Friday, March 11, 2016

For Pharmacy Benefits, Is Greater Choice Always Better?

In health care, Americans demand choice. Insurers must strike a balance between respecting that demand and encouraging their members to opt for the most cost-effective care. That challenge is especially tough when designing pharmacy benefits — heavy direct-to-consumer advertising is driving up demand, and costs are rising at unsustainable rates. Nearly all payers use tiered drug formularies to move patients toward the most cost-effective drugs while still offering broad choice to people who are willing to pay.

A growing body of research shows that pharmacy-benefit design influences whether patients with chronic medical conditions start and adhere to their essential medication regimens — which, of course, affects the long-term value of those prescriptions. The bottom line for benefits managers and payers: Not all pharmacy-benefit choices are created equal.

Let Patients Choose the Access Channel

Patients have strong preferences about how they get their medications. When enrolled in a pharmacy benefit that offered a 90-day supply of prescriptions via mail service or a retail pharmacy (with no difference in out-of-pocket costs), each mode of access was selected by about half of patients in a large retrospective study. And evidence shows that giving patients such flexibility improves their rates of adherence to essential therapies.

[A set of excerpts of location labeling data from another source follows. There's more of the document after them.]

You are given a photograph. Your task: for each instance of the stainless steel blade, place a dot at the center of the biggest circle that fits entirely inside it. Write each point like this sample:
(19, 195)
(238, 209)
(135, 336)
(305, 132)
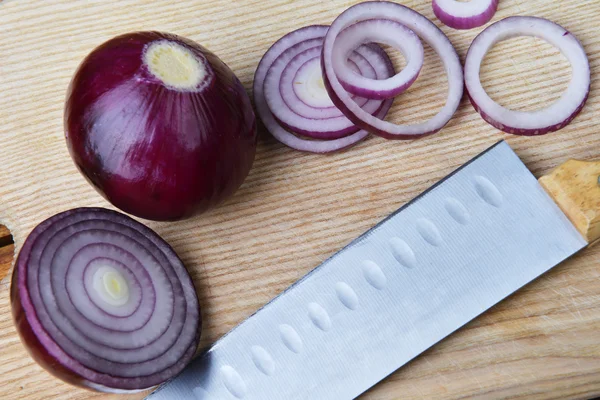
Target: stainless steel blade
(419, 275)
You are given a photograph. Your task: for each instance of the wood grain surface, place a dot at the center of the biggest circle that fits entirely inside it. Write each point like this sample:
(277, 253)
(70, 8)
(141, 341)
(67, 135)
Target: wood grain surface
(295, 209)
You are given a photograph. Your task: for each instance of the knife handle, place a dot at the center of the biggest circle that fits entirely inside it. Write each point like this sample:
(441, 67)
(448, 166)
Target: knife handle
(575, 187)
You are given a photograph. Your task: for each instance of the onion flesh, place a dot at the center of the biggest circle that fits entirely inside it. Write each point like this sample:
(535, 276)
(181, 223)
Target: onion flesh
(296, 95)
(102, 302)
(427, 31)
(465, 15)
(159, 125)
(549, 119)
(378, 31)
(303, 38)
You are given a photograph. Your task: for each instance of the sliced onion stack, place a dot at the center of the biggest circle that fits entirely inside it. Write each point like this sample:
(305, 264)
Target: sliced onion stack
(384, 31)
(465, 15)
(102, 302)
(387, 11)
(295, 58)
(549, 119)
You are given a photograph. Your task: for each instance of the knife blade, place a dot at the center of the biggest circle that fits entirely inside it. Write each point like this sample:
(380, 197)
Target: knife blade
(436, 263)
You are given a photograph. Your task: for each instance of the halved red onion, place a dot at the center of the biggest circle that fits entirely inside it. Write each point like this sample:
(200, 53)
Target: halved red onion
(377, 31)
(102, 302)
(428, 32)
(301, 37)
(301, 103)
(465, 15)
(549, 119)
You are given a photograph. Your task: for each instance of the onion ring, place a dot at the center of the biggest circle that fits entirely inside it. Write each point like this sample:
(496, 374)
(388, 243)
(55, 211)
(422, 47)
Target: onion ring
(549, 119)
(427, 31)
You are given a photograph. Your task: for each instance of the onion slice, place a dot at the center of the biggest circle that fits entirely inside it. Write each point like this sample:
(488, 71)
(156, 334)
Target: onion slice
(296, 95)
(549, 119)
(422, 27)
(301, 37)
(461, 15)
(378, 31)
(101, 301)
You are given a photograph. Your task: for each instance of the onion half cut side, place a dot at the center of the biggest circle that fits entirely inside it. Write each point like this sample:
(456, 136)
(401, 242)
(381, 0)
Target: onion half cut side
(465, 15)
(102, 302)
(549, 119)
(378, 31)
(422, 27)
(300, 41)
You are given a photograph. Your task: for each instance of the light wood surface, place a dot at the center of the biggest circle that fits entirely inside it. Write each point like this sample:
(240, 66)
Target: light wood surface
(575, 186)
(296, 209)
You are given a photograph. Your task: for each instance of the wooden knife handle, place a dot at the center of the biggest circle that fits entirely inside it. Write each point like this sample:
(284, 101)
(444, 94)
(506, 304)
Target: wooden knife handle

In one study, comparing patients in a mandatory mail-order plan with patients who could choose to fill their prescriptions at either mail or retail pharmacies (with the same copay), the 90-day adherence rate was 30% better for the patients who had a choice. Results are similar specifically for adherence to specialty medications: Patients who could choose between a specialty mail-order pharmacy and a retail pharmacy, rather than being limited only to the mail-order option, had a 17.5% higher rate of filling a second prescription and an 11.4% higher rate of overall adherence.

Should Patients Choose the Medication, Too?

In a national survey, more than 70% of Americans indicated that generic medications are as effective as, cost less, and offer better value than branded medications. However, although 56% of the survey respondents believed that more people should use generics, only 38% preferred to take generics themselves. This apparent inconsistency may explain why patients choose options that are more
expensive, both for the payer and for their own wallets, without a clear clinical rationale.

In tiered benefit plans, which charge higher copays for name-brand medications, prescribing those medications leads to higher costs and poorer health. For instance, prescriptions for name-brand drugs are three to four times more likely to be abandoned right at the pharmacy when patients experience “sticker shock” and then leave without the drug in hand. And if patients or physicians request that a branded medication be “dispensed as written,” with no option to substitute a generic, patients are 37% more likely to fail to fill the initial script, and more than twice as likely not to fill subsequent prescriptions. In addition, patients with chronic conditions (e.g., hypertension, diabetes, hypercholesterolemia) had significantly higher adherence rates to generic drugs than to nonpreferred brand-name drugs (59% vs. 52%).

Among patients with heart disease, choosing a generic led to better adherence and fewer adverse clinical outcomes. In short, when broad choice of medications allows patients to select higher-cost therapies, clinical outcomes suffer — because patients are less likely to actually bring the medications home and take them as prescribed.